During the Jim Crow era, Arkansas did not follow the regimen of Deep South states that erected barriers, such as literacy tests, to keep Blacks from the polls altogether. All-white primaries and the poll tax were sufficient to render the Black vote virtually meaningless, so why bother making Black voters who came to the polls recite the Preamble to the Constitution? After World War II and the election of Gov. Sid McMath, Arkansas invited Blacks into the Democratic primaries.

That left the poll tax. In 1964, Democratic reformers led by state Rep. Hardy W. Croxton of Rogers, Dr. Dave Luck of Arkadelphia and Cal and Brownie Ledbetter of Little Rock fashioned a constitutional amendment that abolished the poll tax and established a system that allowed people to register one time to vote for the rest of their lives. The legislature had refused to refer the amendment to the ballot because it specified that the legislature could never impose any other requirement to vote beyond the registration. Behind the scenes was Republican Winthrop Rockefeller, who mainly bankrolled the ratification campaign and who believed that racial repression was Arkansas’s and the South’s most grievous problem. Even Gov. Orval E. Faubus shrugged that the voter-registration law would be all right, and it was ratified.

So it was that in 1965, when the Democratic Congress, with the votes of a number of northern Republicans but not a single Arkansan, enacted the Voting Rights Act, Arkansas was not among the states subjected to an automatic federal review of any voting changes, owing to its recent record of permissive Black voting. Forty-five years later, Arkansas was still forced by the federal courts to reapportion state legislative seats because racial gerrymandering diluted the voting strength of Blacks. It produced a few more minority legislators.

The passage of the Voting Rights Act and other civil rights laws in the 1960s by a Democratic president and Congress started the most seismic change in two centuries of American politics. White conservatives in the South and Midwest left the old Democratic Party and settled, uncomfortably at first, into the Republican Party — a shift that became complete with racial and nationalist taunts in 2010 and beyond of a new Republican showman, Donald Trump.  

George Bush’s narrow election in 2000, thanks to voter suppression in Florida, sent a message to the party. Even marginal vote suppression can make a critical difference in a big election like the presidential race, and also in local elections here and there. So after Republicans gained majorities in state legislatures — after 2010 in Arkansas — they began to tinker with voting procedures, notably by requiring voters to present an official photo identification at the polls to prove that they were the person whose registration they were using, although not a single instance of such fraud was cited. It was a real problem for lots of people — the elderly, the disabled and Black women, who most often did not have cars and had no official ID. Alternate procedures — provisional ballots — would be allowed but the process was confusing, embarrassing and too daunting for many. It was easier to just stay home.

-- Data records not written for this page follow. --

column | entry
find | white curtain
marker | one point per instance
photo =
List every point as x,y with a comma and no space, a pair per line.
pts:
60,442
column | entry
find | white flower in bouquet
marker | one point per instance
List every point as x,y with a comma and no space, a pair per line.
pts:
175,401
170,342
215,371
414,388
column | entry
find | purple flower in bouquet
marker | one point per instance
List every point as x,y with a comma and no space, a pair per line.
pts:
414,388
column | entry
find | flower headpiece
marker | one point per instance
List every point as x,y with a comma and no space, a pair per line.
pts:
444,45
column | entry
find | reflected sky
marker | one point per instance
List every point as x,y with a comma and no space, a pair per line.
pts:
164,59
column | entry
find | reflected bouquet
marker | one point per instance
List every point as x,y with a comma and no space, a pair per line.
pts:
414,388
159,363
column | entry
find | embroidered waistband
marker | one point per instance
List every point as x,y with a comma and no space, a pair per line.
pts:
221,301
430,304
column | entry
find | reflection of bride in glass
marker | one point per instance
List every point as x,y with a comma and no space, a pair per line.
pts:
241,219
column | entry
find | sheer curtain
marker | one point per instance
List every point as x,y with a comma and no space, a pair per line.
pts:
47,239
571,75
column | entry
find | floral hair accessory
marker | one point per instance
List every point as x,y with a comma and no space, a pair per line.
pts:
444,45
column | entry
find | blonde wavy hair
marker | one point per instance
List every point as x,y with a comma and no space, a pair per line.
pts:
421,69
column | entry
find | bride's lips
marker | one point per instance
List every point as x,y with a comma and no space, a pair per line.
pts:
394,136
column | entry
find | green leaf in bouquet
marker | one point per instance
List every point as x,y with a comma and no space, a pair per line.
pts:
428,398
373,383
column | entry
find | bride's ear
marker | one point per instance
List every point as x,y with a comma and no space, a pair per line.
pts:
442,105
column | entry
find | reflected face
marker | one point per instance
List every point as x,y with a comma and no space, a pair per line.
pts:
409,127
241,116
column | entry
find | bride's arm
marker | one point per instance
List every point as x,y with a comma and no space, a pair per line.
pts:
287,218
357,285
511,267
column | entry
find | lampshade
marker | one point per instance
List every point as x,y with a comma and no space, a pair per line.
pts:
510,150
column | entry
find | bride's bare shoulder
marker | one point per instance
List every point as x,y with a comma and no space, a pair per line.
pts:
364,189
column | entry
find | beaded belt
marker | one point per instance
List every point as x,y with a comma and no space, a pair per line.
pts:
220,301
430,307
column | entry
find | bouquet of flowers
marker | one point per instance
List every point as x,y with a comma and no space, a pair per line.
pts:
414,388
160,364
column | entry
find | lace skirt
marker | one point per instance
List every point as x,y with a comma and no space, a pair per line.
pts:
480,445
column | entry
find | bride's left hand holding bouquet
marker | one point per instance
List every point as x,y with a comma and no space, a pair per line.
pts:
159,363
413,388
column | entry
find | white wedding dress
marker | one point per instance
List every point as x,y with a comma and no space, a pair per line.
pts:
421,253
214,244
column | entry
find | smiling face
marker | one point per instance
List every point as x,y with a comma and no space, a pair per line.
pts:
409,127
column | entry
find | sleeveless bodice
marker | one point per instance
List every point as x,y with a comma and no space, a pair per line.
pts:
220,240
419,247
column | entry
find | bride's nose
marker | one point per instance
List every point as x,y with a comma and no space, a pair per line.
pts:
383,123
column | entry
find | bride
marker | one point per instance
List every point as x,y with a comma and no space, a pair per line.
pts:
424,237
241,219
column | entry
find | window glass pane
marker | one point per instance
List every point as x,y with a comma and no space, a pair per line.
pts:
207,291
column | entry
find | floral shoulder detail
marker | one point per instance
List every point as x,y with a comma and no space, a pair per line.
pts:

The Arkansas legislature in 2013 passed such a law and then overrode the veto of Gov. Mike Beebe. The bill clearly violated Arkansas’s voter-registration law by enacting a new requirement for voting, and the Arkansas Supreme Court said so. (Full disclosure: A group I founded helped initiate the suit.) No problem. The legislature came back the next year and sent a constitutional amendment to the voters, who perfunctorily ratified the Republican amendment requiring official ID to vote.

Now, at the urging of Donald Trump and the Party of Lincoln and Rockefeller that Trump now owns, the legislatures of Arkansas and at least 32 other states are back at the wheel, grinding out more barriers to voting in the 2022 and 2024 elections. It is depressing but mainly because a once-idealistic party seeks to undermine the very foundation of democracy.

Here is the good news: The suppression they are engineering will have only a negligible effect because the targeted and once-cowed citizens are newly invigorated. Also, when we all go to the polls again, with a little grace, voters will not face the perils of a raging virus.